He walked away, leaving me in a worse situation than before, with my potential molesters having witnessed an officer of the law attack me and order me off the petrol station. Thus emboldened, a man selling watermelons ordered me to go away and as I saw he was gathering support, I run to a security guard who sheltered me.
What I did not say was that afterwards, one of the men shouting followed me and grabbed my right arm, forcefully pulling me back. Luckily, my boyfriend was in front of me and I cried out his name. He chased the man for a few minutes and gave up. I believe this attack on me was encouraged by Ainomujuni’s public contempt towards me. Shaking with humiliation, rage and in tears, my boyfriend drove me home.
The next evening, he and I went to the Katwe Police Station together and Ainomujuni was the first man we saw. I told him I’d come to file a complaint against him and he smiled arrogantly. I called my boyfriend out of the car and Ainomujuni greeted him smiling still, but with a hint of unease now. My boyfriend told him to appreciate the uniform he was wearing and the power it gave him to put his hands on me.
I was surprisingly denied a chance to file a complaint. The officer we spoke to told me I first had to speak to the Officer in Charge (O.C) of Traffic, a Mr. Naikuma.
And that is where the unrealistic horror and second phase of trauma of this story begins.
I went alone yesterday on the 27th of April to the police station to Naikuma’s office and said I wanted to file a complaint. After telling him my story, he asked Ainomujuni by phone to come the office. Naikuma then started to tell me how this was our society, and he was not ‘defending the men’ but when I am alone in some areas, I should be careful to-
“No”, I interjected firmly. “The time has come for you to start telling men to be careful and not women. Don’t tell me to feel safe or afraid by dressing right for strange men before I leave the house. You go out there and tell the men to start being afraid. They continue to have power because when we come to you, you tell us how to avoid it being our fault. I’ve been hearing that story since I grew breasts. I don’t want to hear it in here!”

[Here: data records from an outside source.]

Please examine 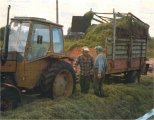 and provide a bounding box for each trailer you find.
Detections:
[69,10,149,83]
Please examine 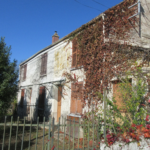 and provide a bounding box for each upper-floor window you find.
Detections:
[20,64,27,81]
[70,82,83,114]
[72,39,82,68]
[41,53,47,75]
[20,89,24,107]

Ainomujuni came in and sat down opposite me, and Naikuma asked him if my story was true.
“No”, Ainomujuni smirked. “She’s a liar. I don’t know this woman”.
“What do you mean you don’t know me?”, I asked. “We’ve met twice. This is the third time. Do you remember speaking to my boyfriend the other day? Have you forgotten that?”

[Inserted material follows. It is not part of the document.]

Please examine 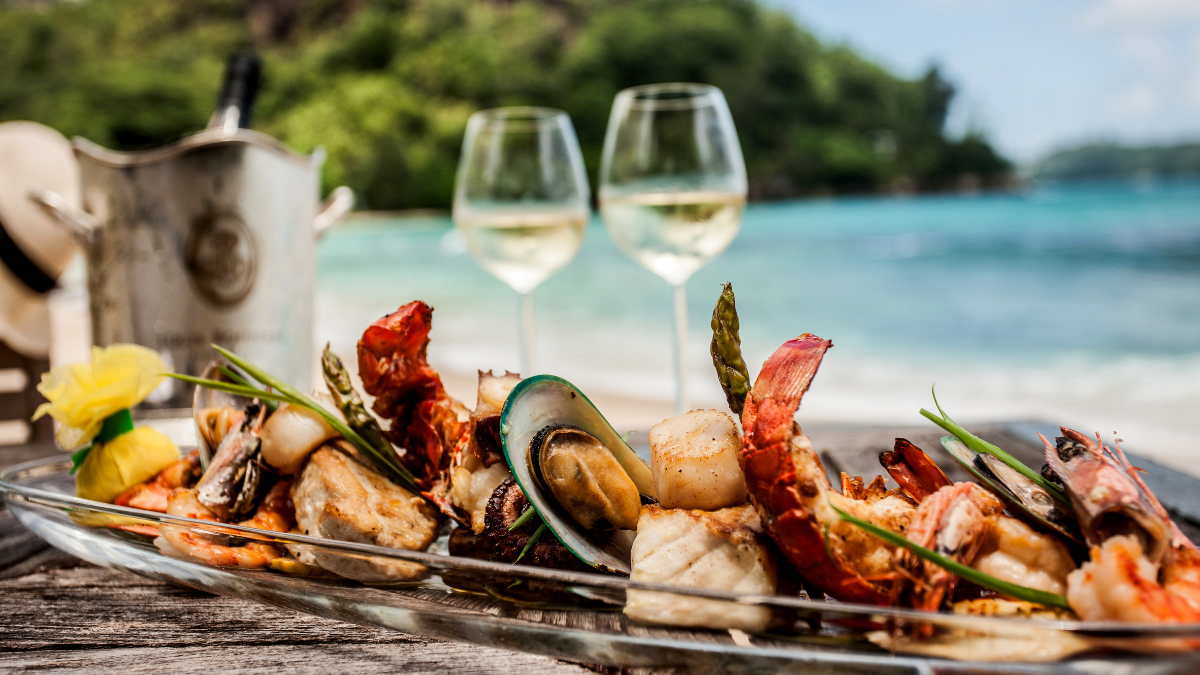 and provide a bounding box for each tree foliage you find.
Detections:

After a little back and forth, Ainomujuni said, “You know, I think there was a woman who came to me. It may have been this one. She seemed worried and she said something about shorts and men shouting. I told her to just do what she wanted to do and be normal. She said I was not helping her and would call the Commandant at the Professional Standards Unit. And that’s all I remember”.
Ah. A bit of his deceitful memory was coming back, with lies issuing from it.
“You don’t remember meeting me the second time with my boyfriend?”, I demanded. “You don’t remember refusing to take a phone I gave you with an officer on the line from the Professional Standards Unit? You don’t remember grabbing my arm before that? You don’t remember slapping it? You don’t remember – you know what? Let me illustrate how you tugged my wrist!”.
I stood up, walked toward him and tugged his wrist like he had mine.
“Don’t touch me!” he snapped.
“Oh yes!”, I said. “Do you remember me telling you not to touch me?”
“Sit down!”, he ordered twice, pointing at my chair threateningly.
A man I was accusing of physical assault was ordering and intimidating me in front of his boss, who was allowing it. Worse, his boss helped him.
“Excuse me!” he said to me. “If that is how you are going to behave, I’m going to tell both of you to leave and you can sort it out between yourselves”.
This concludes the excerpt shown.